Amnesty International Annual Report 2013 - Bolivia
|Publication Date||23 May 2013|
|Cite as||Amnesty International, Amnesty International Annual Report 2013 - Bolivia, 23 May 2013, available at: http://www.refworld.org/docid/519f51b018.html [accessed 20 February 2017]|
|Disclaimer||This is not a UNHCR publication. UNHCR is not responsible for, nor does it necessarily endorse, its content. Any views expressed are solely those of the author or publisher and do not necessarily reflect those of UNHCR, the United Nations or its Member States.|
Head of state and government: Evo Morales Ayma
Indigenous Peoples' rights to consultation and to free, prior and informed consent over developments affecting them remained unfulfilled. Victims of human rights violations committed during past military regimes continued to be denied full reparations. Delays in the administration of justice persisted. Violations of freedom of expression were reported.
Protests in support of economic and social demands and Indigenous Peoples' rights were widespread. In some cases police responded with excessive use of force.
In September, following his visit to Bolivia, the UN Special Rapporteur on racism acknowledged some advances, but expressed concern at continuing persistent discrimination against Indigenous Peoples and other communities at risk.

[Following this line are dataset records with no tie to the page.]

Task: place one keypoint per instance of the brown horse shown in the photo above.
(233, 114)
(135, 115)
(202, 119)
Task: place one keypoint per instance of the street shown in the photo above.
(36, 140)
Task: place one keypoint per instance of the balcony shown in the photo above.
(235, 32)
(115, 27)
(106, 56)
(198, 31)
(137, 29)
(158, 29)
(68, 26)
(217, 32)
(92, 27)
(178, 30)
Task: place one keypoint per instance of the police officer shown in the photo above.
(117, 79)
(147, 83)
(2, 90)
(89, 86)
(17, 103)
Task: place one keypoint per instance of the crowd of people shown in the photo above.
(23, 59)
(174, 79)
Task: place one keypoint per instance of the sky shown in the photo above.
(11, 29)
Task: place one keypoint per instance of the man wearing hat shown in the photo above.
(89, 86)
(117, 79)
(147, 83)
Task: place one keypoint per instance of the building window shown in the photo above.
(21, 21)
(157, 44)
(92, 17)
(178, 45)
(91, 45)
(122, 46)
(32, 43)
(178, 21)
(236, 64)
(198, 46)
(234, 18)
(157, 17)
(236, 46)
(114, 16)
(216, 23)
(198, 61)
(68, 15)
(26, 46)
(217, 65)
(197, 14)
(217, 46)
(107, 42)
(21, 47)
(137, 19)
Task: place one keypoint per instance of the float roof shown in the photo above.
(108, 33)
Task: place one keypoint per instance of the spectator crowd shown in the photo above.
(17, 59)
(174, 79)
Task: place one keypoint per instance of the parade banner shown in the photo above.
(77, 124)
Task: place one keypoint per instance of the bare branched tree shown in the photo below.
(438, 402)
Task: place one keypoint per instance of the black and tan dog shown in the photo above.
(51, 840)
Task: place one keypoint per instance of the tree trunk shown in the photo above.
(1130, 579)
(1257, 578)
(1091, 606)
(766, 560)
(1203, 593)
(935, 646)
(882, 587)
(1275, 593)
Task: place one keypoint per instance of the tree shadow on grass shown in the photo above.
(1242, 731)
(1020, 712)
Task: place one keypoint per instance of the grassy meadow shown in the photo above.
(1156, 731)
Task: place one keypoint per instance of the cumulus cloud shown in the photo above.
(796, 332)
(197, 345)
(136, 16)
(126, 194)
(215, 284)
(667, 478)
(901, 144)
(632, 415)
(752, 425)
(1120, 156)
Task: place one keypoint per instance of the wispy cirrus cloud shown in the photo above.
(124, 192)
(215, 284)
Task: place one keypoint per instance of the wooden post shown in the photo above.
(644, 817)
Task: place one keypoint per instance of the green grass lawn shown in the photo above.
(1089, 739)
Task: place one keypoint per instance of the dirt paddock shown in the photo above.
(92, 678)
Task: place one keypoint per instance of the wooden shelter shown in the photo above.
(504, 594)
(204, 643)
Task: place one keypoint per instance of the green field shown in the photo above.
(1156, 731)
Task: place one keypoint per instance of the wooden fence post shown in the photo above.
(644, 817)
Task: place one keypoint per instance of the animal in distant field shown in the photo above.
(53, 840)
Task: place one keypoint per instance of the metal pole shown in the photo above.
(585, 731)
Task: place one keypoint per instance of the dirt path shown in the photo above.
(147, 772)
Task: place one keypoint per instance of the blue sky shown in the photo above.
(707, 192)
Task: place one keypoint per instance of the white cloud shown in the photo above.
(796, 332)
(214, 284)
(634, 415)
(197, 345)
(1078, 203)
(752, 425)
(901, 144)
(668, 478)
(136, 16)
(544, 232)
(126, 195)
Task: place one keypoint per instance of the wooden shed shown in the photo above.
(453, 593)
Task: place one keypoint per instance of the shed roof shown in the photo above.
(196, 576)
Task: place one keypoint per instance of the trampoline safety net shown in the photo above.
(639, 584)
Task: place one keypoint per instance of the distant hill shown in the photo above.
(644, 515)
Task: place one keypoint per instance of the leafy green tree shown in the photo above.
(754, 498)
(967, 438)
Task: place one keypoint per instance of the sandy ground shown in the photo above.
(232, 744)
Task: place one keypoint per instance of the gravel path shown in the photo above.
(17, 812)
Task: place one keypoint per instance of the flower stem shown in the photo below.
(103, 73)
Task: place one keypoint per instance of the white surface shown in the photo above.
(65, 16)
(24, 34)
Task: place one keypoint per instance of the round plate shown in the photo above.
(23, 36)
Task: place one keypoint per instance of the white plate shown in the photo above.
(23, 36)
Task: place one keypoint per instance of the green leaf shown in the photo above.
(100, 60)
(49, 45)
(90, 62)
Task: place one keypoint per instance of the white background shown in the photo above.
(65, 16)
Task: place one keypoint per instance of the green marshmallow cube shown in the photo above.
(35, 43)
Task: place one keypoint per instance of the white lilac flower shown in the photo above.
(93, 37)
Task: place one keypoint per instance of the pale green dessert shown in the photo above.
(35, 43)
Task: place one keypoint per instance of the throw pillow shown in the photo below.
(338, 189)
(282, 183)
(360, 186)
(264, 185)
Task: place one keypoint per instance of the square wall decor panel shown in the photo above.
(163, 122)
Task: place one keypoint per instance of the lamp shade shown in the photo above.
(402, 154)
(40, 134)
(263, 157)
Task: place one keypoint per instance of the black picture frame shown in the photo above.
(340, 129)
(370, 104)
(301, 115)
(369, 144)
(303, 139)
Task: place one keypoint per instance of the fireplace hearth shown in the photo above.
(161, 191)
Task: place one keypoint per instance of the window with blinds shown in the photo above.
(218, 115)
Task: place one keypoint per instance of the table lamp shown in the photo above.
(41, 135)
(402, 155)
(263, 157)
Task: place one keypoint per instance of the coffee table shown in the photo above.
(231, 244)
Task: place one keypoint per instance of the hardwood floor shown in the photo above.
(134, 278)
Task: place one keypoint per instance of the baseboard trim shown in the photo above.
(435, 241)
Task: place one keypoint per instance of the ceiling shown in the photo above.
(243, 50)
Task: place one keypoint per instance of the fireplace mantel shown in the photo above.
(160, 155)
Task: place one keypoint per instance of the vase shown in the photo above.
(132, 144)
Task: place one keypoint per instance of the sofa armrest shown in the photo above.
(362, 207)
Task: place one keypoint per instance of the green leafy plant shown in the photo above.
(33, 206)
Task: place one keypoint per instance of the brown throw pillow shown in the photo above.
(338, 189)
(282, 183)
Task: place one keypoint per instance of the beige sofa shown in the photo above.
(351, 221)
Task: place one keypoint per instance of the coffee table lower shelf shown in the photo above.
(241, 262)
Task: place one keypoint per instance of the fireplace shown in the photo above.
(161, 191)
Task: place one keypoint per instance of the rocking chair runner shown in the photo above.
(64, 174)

Indigenous Peoples' rights
In February, a law was passed calling for consultation with Indigenous Peoples in the Isiboro-Sécure Indigenous Territory and National Park (Territorio Indígena y Parque Nacional Isiboro-Sécure, TIPNIS) over government plans to construct a road through the park. In April, Indigenous communities opposed to the road marched to La Paz arguing that the consultation was contrary to previous legislation passed to protect the TIPNIS and to international standards and the Constitution.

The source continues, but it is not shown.